Sadly, the glamorous Hollywood star had to jet off to Paris shortly after her brief stopover in Oilberta. I look forward to her return. Maybe she'll deign to talk to us plebeians in the local media next time. Or not. Must be oh so demanding to be both a horror flick star and an environmental expert.

Jokes aside, these are indeed difficult days for the oilsands, one of the few remaining engines of Alberta's -- and Canada's -- sputtering economy.

With oil prices plunging to the mid-$50s from a July peak of more than $147, major oilsands producers like Suncor, Canadian Natural Resources and Nexen have put major expansion projects on hold, putting thousands of future construction jobs in jeopardy.

Yet, Barlow and other oilsands critics talk as if it's still 2006. They complain about "out of control" oilsands expansion plans, even though newspapers like The Journal have been reporting project delays for months.

Similarly, other oilsands bashers blame Canada's soaring "petro currency" for the demise of Ontario's manufacturing sector, even though the loonie has been plunging against the greenback for months.

While it's true that the loonie did make manufacturers less competitive last year, when the dollar spiked to $1.10 US, it's also true that Canada's manufacturing problems run far deeper than that.

More than a quarter century ago, amidst a sharp recession in the early 1980s, I wrote a long cover story for a national magazine on Ontario's manufacturing woes.
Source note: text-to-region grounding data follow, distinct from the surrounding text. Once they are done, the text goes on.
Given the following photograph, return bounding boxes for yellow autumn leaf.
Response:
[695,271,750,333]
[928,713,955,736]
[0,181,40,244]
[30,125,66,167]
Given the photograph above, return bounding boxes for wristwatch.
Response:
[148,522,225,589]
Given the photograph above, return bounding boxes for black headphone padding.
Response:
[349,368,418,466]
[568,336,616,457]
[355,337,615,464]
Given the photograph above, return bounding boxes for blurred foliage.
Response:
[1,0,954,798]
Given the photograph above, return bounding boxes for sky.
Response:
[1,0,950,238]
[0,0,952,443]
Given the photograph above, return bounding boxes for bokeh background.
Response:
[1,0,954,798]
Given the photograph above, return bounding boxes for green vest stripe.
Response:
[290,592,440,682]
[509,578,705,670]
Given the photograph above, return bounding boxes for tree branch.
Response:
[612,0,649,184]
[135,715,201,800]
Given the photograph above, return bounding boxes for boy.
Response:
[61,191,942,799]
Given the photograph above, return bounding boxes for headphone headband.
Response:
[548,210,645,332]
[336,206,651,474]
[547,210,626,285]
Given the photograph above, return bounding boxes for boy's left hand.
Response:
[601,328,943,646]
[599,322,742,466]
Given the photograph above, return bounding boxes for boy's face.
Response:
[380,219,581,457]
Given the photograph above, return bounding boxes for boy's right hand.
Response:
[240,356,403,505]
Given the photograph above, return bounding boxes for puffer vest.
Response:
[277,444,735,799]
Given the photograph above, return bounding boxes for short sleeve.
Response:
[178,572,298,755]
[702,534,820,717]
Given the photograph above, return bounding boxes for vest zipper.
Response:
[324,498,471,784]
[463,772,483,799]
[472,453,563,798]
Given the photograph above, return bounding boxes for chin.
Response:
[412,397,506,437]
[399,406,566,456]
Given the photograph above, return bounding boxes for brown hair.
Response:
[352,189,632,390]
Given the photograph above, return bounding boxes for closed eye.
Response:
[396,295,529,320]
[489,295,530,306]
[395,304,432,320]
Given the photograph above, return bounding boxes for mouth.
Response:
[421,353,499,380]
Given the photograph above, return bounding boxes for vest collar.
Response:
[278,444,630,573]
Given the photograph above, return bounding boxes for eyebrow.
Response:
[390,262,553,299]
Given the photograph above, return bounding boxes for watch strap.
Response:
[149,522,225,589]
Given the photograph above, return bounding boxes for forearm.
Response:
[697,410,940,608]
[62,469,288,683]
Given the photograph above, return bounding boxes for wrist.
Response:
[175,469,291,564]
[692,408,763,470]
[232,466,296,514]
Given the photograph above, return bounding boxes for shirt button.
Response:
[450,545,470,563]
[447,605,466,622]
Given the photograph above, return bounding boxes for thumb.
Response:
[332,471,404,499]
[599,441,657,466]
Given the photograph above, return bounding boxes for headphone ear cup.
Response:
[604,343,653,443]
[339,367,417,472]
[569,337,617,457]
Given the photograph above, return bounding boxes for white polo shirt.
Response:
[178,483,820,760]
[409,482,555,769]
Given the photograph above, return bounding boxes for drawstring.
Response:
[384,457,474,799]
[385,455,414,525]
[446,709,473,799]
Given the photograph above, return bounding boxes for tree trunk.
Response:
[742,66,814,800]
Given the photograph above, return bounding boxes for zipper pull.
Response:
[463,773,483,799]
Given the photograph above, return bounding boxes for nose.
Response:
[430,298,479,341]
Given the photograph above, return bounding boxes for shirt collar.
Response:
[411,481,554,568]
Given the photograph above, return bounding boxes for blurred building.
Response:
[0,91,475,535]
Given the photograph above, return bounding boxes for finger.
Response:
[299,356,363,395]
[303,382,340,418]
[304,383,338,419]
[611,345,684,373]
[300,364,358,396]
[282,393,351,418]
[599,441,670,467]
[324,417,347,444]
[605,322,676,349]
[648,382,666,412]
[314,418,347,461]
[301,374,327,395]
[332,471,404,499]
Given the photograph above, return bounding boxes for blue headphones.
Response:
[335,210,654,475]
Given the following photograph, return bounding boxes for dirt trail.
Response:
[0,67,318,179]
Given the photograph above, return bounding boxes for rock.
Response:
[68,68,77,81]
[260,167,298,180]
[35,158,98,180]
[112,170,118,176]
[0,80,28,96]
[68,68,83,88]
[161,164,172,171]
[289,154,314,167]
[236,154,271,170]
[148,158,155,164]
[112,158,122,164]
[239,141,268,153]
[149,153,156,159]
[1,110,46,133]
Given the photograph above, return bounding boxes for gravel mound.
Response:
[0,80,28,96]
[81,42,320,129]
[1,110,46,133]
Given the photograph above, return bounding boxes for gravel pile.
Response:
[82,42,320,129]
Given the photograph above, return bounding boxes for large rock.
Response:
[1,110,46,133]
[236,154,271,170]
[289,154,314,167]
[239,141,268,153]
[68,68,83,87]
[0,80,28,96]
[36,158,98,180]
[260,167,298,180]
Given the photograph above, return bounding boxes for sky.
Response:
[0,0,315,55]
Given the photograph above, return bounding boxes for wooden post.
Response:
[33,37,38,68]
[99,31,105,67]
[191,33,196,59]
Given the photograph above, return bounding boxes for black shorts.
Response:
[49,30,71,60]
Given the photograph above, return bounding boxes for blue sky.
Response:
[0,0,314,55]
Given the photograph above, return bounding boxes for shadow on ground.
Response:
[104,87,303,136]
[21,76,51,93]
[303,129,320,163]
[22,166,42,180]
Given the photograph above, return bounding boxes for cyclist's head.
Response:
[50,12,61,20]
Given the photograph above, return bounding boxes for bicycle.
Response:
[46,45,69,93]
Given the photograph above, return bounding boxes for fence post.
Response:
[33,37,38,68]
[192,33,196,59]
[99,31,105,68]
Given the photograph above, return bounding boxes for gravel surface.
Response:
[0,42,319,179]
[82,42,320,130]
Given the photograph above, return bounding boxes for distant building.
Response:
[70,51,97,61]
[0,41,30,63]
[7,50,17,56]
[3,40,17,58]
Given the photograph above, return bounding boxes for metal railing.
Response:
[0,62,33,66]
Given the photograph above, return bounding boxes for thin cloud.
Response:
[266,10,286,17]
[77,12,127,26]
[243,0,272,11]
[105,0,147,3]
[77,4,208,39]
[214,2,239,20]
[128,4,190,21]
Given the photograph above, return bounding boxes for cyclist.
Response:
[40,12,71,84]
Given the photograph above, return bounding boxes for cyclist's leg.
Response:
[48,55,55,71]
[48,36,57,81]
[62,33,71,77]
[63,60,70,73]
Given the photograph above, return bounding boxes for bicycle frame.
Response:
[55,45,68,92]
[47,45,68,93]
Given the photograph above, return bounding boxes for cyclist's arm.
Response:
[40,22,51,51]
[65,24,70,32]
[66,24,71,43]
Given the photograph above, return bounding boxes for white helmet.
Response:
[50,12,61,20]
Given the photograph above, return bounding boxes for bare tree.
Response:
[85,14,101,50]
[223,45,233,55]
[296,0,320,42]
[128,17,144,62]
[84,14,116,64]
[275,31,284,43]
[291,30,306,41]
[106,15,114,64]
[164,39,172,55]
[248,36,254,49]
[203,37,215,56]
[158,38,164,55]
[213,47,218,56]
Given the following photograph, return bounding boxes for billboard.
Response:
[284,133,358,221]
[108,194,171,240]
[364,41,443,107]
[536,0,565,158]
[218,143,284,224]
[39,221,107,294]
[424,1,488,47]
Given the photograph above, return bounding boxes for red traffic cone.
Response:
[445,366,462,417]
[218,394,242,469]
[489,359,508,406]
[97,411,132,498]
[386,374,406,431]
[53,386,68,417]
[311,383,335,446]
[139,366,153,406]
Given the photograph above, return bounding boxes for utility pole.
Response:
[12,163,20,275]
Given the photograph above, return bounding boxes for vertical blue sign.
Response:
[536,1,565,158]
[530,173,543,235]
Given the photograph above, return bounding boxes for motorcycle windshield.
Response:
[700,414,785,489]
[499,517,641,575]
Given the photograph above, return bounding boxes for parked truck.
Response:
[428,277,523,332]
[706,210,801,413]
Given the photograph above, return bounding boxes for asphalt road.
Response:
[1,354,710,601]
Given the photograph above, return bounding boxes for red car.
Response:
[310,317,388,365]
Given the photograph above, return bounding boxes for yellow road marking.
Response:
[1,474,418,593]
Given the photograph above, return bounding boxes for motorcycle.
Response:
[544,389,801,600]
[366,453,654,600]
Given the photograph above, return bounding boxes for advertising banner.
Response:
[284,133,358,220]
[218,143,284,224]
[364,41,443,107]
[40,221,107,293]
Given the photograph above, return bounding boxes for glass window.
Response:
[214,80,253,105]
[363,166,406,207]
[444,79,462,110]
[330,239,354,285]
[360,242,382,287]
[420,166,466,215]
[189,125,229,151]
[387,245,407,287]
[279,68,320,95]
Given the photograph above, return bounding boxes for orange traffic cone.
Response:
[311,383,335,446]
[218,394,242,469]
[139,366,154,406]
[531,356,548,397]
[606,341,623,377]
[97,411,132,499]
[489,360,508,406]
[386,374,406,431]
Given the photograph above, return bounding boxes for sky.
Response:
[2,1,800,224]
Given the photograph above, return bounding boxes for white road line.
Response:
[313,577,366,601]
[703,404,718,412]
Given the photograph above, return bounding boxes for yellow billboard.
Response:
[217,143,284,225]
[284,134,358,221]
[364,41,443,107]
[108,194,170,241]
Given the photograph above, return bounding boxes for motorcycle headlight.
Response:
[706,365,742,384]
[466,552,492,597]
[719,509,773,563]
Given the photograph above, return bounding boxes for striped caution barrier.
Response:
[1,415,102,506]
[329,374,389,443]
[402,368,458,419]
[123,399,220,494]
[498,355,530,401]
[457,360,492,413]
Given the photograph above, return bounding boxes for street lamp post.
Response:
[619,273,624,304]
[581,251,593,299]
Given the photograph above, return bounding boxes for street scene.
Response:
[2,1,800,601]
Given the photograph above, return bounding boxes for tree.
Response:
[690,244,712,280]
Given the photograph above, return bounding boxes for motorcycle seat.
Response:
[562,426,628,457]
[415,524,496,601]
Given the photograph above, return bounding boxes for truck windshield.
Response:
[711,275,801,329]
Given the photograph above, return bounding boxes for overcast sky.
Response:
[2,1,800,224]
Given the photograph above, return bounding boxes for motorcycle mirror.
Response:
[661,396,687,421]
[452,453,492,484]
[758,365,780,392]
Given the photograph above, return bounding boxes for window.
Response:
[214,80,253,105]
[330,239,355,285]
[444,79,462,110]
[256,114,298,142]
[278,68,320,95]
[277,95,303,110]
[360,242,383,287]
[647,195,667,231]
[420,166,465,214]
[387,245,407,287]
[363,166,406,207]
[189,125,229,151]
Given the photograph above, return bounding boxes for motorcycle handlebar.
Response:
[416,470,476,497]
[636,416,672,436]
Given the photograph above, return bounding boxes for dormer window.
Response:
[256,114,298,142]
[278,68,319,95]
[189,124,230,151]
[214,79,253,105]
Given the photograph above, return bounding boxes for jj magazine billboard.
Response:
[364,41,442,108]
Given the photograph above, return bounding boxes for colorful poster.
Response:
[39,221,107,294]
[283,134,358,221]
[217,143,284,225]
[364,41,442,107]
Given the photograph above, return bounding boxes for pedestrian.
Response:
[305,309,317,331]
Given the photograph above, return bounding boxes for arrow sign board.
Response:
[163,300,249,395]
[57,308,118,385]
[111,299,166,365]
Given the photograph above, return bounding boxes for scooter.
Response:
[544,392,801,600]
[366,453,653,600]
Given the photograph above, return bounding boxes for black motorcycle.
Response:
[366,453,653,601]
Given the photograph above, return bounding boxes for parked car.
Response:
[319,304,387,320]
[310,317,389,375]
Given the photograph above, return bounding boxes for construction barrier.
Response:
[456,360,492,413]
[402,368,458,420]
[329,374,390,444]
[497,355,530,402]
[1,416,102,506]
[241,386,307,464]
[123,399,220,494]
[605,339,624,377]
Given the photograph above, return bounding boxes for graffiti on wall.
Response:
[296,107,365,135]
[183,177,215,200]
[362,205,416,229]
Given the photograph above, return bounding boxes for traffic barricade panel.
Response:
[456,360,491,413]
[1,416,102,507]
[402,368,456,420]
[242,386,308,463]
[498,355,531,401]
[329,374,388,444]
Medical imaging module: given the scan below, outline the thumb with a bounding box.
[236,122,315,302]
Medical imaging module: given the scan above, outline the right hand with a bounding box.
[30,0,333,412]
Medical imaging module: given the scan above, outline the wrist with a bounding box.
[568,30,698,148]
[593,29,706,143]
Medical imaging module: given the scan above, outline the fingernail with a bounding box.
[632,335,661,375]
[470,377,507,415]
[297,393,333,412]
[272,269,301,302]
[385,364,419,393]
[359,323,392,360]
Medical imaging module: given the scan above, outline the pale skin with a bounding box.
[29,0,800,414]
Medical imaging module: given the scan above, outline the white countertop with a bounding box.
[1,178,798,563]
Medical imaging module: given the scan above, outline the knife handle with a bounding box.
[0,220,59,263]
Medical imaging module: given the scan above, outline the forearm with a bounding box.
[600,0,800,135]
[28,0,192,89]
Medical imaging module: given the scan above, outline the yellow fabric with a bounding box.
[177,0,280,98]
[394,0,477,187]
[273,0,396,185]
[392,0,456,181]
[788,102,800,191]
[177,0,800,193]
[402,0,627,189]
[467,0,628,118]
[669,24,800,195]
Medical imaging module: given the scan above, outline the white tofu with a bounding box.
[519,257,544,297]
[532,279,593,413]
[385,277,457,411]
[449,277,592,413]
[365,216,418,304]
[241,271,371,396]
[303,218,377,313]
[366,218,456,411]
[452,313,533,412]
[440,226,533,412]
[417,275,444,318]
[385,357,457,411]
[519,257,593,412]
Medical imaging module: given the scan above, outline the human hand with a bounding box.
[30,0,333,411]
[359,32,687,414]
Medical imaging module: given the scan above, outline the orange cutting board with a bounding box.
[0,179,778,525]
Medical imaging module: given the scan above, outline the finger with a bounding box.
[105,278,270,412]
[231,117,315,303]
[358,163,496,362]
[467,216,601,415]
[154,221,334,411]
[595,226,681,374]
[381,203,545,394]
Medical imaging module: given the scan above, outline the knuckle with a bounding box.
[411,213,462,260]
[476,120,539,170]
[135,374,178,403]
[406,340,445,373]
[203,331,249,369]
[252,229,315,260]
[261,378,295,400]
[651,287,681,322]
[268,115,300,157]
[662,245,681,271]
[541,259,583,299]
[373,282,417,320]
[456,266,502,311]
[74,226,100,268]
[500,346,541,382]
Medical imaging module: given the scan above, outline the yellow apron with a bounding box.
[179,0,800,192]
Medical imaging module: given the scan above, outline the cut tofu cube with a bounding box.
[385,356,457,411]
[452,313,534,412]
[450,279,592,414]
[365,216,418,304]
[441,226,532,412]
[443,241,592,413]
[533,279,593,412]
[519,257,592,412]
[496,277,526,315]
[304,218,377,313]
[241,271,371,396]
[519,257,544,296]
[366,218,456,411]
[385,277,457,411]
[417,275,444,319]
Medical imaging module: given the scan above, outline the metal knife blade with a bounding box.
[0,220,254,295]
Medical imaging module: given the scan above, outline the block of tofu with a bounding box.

The title of the piece? The Decline of Ontario.

At the time, dozens of Ontario manufacturing plants were shutting their doors, laying off workers, and moving to places like Mexico or Georgia, where labour costs and taxes were lower. Eventually, North America's economy rebounded, and Ontario's manufacturing sector came roaring back. A few years ago, Ontario supplanted Michigan as the single largest supplier of motor vehicles in North America.

Now, the province's manufacturers are again in deep doo doo. But it's not solely because of the once-lofty loonie. It's also because Ontario's entire manufacturing sector, like Quebec's, is built on a branch-plant model.

It's almost entirely dependent on the prosperity of parent companies -- notably Detroit's struggling Big Three automakers -- that are based elsewhere, and invest most of their research and development money in the U.S.

If Ontario's manufacturers had invested more money in R&D over the years, and more money in advanced equipment to become more competitive, the soaring loonie of 2007 wouldn't have inflicted so much pain.

But you won't hear that from the oilsands haters. It doesn't fit their script. Or their tidy little agenda.